Now, we have our answer: No, there is no factual basis to believe it, but we do anyway, and we'll continue to promote it as a Gore lie no matter what anyone says.
The evidence? An item in the Oct. 17 MRC CyberAlert. It recounts an episode of the game show "Who Wants To Be A Millionaire?" in which the show, as the MRC puts it, "endorsed Al Gore’s boast that he 'was the basis' for Love Story" by using it as a question. The contestant got the answer wrong -- "In my opinion, when they say Al Gore was the basis for it, that's singular; they didn't say a basis," the contestant tells U.S. News & World Report -- costing him $64,000; he has filed a grievance and hopes to return to the show.
Actually, that's incomplete and therefore wrong, which is clear to everyone, it appears, but the MRC. As the Daily Howler pointed out way back in June 1999, the New York Times quoted Segal as saying that both Gore and Jones were the models for the character. And the U.S. News article quoted by MRC notes that Segal has confirmed this to ABC.
(U.S. News does get the basis of the story correct, that "Gore repeated an erroneous report that he and Tipper were the basis for Erich Segal's Love Story." MRC, apparently, considers "repeating an erroneous report" to be a "boast.")
This whole episode illustrates MRC's particularly skewed version of the world.
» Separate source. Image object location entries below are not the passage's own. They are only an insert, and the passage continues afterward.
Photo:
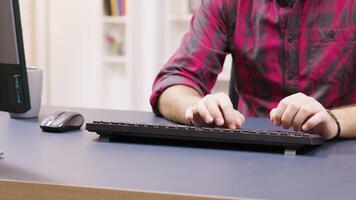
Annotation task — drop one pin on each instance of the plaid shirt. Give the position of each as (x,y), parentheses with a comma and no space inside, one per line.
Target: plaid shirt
(308,47)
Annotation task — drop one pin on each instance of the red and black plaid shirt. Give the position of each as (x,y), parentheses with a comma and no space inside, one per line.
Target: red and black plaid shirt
(308,47)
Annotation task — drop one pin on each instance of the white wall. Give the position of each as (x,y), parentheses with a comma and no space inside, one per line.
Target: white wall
(69,44)
(74,52)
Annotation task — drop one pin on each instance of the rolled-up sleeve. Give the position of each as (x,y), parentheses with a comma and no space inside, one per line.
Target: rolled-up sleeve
(200,58)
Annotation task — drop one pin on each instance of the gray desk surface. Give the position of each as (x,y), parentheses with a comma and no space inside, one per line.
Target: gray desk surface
(78,158)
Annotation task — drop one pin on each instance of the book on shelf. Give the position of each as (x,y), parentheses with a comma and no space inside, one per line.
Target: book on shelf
(115,42)
(115,7)
(194,5)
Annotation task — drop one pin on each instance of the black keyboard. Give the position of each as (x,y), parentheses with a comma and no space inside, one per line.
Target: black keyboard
(288,139)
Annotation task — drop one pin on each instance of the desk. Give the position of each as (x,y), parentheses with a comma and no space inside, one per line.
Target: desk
(78,158)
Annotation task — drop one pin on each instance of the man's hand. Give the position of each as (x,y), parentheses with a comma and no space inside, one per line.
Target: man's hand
(304,113)
(215,109)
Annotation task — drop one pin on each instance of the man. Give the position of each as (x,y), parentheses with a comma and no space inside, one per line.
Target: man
(294,61)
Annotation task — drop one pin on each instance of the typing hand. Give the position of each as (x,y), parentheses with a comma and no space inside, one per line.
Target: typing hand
(214,109)
(304,113)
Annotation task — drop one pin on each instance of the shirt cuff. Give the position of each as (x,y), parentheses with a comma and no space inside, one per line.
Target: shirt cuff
(160,86)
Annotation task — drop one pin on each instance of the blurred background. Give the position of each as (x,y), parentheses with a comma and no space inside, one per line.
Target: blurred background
(105,53)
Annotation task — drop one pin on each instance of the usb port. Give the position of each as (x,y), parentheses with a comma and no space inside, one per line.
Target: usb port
(17,81)
(18,97)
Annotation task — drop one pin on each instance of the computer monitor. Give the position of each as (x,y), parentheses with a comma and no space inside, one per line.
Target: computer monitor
(14,90)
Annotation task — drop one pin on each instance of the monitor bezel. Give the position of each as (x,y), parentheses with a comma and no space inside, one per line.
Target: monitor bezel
(20,69)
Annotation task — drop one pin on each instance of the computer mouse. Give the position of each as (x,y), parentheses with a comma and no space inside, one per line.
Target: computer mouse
(62,121)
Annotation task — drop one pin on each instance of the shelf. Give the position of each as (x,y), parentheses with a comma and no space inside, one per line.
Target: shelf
(114,59)
(115,19)
(180,17)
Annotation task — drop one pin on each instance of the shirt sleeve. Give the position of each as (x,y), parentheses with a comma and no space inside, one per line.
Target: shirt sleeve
(200,58)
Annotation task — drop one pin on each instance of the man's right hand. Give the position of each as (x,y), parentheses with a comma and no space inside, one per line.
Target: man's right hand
(214,109)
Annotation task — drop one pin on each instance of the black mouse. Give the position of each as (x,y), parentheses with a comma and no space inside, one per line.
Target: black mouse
(62,121)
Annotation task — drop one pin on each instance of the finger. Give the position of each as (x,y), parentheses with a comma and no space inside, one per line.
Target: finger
(315,120)
(197,119)
(289,114)
(228,111)
(213,107)
(280,110)
(271,115)
(204,112)
(304,112)
(189,115)
(239,118)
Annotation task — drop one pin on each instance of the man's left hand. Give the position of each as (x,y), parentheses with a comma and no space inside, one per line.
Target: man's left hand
(304,113)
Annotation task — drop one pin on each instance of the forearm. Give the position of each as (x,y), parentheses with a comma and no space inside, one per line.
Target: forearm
(347,120)
(175,100)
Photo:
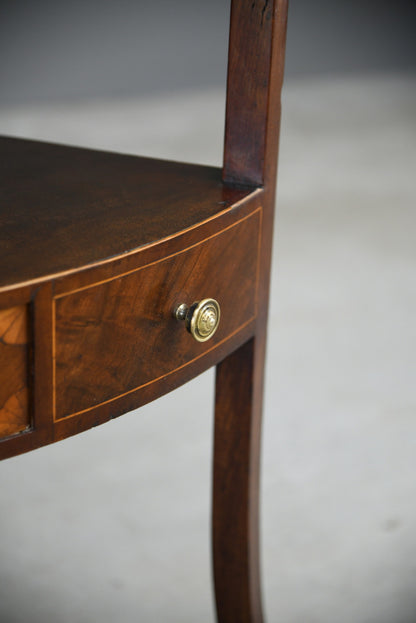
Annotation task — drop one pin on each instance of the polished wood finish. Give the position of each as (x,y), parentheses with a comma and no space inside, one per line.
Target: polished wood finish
(116,336)
(255,75)
(97,249)
(14,364)
(63,208)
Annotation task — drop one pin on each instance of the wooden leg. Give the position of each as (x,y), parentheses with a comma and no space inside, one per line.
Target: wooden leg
(236,485)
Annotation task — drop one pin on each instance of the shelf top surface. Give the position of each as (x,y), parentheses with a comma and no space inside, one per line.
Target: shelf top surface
(63,208)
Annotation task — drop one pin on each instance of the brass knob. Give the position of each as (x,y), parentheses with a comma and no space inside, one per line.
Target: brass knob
(201,319)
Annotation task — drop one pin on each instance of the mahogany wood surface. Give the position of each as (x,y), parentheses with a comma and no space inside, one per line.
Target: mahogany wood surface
(62,208)
(117,336)
(255,75)
(96,249)
(14,366)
In their eyes, any positive reference to a Democrat on a major TV network -- even on a game show -- is evidence of "liberal bias." And if you show any of this type of "liberal bias," you're in the doghouse with the MRC. In fact, in a CyberAlert just two weeks earlier, on Oct. 5, the MRC approved of another "Millionaire" question taken from Gore's book "Earth in the Balance" about banning the internal combustion engine, noting that "clueless potential voters (who) probably don’t watch TV news" might get the message.
So, look for more "Millionaire"-bashing by the MRC in the future. But don't look for MRC to correct its error. (I'd send them an e-mail about it, but we know where that's gotten me in the past.) Its slogan may include the word "responsibility," but that responsibility doesn't extend to telling the truth about those it opposes politically -- even when the facts are so clearly against them.